There is no cure for rosacea, but there are many ways to reduce your symptoms and keep them under control. Using a gentle skin care routine, avoiding your triggers, and taking medications can all help. It is important to persevere with treatment, as most people find that their symptoms improve over time. Any long-term condition that affects your appearance can have a negative psychological effect, and many people with rosacea have reported feelings of embarrassment or frustration.


There’s no cure for rosacea, but treatments can control symptoms and help your skin look better. You may need to try a few different treatments before you find one that works for you.

You might need to start by keeping a symptom diary, to see what triggers your symptoms. This will help you avoid things that make them worse, such as spicy foods, alcohol and heat. You can also buy over-the-counter rosacea treatments, such as face cleansers and creams that reduce redness and inflammation.

Your doctor might prescribe medicines such as doxycycline (pills or gel) and metronidazole (pills or a gel) to treat bumps and pimples and reduce the number of flare-ups. Other medicines that can be used to minimize the visible blood vessels that cause redness include clottrichloroacetic acid, azelaic acid and ivermectin (Soolantra).

If your symptoms are severe, you may need more intense treatment. This can include laser or light therapy, which can reduce the appearance of the visible blood vessels on your skin. It might also involve surgery, such as nose reconstruction (rhinophyma) to fix a disfigured nose. Other treatments can include sclerotherapy, which uses small injections to remove the blocked blood vessels. There are also a variety of skin moisturizers and sunscreens available to treat rosacea. You can get good protection from the sun by using a sunscreen with an SPF of 30 or more and wearing a wide-brimmed hat.

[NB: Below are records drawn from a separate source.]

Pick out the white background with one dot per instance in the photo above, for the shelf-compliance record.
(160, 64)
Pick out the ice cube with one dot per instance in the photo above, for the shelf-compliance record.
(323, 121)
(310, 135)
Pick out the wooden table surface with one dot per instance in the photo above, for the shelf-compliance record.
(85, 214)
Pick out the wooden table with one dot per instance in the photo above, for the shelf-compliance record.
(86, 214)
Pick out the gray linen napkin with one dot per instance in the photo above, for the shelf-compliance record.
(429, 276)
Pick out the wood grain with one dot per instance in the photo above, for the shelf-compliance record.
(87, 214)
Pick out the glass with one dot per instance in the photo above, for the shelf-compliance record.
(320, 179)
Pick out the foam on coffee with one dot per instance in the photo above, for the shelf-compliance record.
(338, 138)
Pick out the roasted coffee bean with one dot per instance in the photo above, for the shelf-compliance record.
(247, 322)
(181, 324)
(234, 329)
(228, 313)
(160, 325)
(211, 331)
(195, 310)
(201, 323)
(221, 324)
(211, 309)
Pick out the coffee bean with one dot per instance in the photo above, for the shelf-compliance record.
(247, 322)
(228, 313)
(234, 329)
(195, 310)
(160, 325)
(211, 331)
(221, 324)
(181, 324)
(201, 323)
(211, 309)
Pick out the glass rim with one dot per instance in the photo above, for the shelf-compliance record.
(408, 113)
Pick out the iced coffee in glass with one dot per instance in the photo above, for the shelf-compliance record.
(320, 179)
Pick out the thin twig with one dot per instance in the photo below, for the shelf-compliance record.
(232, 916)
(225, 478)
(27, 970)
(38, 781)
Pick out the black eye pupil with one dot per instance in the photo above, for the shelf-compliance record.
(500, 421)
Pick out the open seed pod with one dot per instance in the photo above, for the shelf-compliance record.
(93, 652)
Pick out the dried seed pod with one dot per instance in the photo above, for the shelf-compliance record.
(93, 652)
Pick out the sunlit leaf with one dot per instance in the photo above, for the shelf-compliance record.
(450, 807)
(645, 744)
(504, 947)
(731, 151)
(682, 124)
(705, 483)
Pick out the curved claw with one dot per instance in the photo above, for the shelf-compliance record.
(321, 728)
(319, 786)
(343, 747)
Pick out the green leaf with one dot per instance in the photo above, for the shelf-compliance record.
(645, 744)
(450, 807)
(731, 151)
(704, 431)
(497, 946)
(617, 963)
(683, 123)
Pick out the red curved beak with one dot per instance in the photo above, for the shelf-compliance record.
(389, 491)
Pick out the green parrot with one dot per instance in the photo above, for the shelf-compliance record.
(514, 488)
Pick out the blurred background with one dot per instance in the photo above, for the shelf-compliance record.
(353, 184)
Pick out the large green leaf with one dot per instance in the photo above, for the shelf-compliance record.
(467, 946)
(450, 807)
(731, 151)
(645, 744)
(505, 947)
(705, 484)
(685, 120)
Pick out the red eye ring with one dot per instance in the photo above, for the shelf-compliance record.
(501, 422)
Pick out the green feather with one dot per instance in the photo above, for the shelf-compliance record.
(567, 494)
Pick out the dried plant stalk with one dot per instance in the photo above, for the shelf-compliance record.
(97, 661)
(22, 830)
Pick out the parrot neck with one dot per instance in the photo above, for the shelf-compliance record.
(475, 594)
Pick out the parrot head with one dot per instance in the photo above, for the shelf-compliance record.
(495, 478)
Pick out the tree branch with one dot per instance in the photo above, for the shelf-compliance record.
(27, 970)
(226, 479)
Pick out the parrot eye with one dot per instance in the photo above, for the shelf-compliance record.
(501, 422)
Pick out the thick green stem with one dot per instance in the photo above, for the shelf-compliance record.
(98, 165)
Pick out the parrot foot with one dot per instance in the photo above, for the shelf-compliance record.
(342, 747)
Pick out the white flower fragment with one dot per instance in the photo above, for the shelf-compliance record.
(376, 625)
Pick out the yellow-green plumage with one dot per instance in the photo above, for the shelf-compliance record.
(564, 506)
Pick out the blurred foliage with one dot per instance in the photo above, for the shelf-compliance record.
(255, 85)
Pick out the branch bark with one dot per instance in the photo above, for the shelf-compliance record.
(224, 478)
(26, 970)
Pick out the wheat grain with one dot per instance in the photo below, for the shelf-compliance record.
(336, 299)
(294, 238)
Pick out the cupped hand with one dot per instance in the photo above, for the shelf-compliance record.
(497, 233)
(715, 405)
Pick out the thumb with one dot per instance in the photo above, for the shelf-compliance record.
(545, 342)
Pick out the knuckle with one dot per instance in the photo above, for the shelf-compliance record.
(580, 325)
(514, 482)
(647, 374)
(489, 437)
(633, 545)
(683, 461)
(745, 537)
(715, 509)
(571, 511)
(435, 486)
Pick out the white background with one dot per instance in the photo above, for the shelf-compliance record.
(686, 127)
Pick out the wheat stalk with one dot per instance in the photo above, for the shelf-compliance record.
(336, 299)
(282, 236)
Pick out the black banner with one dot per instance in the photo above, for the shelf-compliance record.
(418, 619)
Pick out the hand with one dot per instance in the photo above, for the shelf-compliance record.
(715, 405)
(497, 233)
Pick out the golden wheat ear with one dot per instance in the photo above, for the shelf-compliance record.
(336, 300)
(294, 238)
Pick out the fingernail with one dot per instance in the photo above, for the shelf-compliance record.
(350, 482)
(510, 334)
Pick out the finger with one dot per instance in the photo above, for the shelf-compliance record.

There is no cure for rosacea, but people can prevent symptoms by following a skincare routine and avoiding things that make them worse. Some common triggers include spicy foods, hot drinks and baths, alcohol, certain cosmetic products, irritants such as menthol or camphor, sunscreen and UV rays, and exercise. Stress may also be a trigger, but everyone is different and it may take time to figure out what causes flare-ups for you.

Some people find that their rosacea is made worse by a particular medicine or vitamin they’re taking. If this is the case, ask your doctor if you can switch to a different medication.

Keeping a diary of your rosacea can help you identify possible triggers and reduce or avoid them. It can also show you when your symptoms are at their worst so you can take steps to prevent a flare-up. A few examples of things to write in your diary include a description of your symptoms, how you felt, what caused them to get worse, and what helped to relieve them.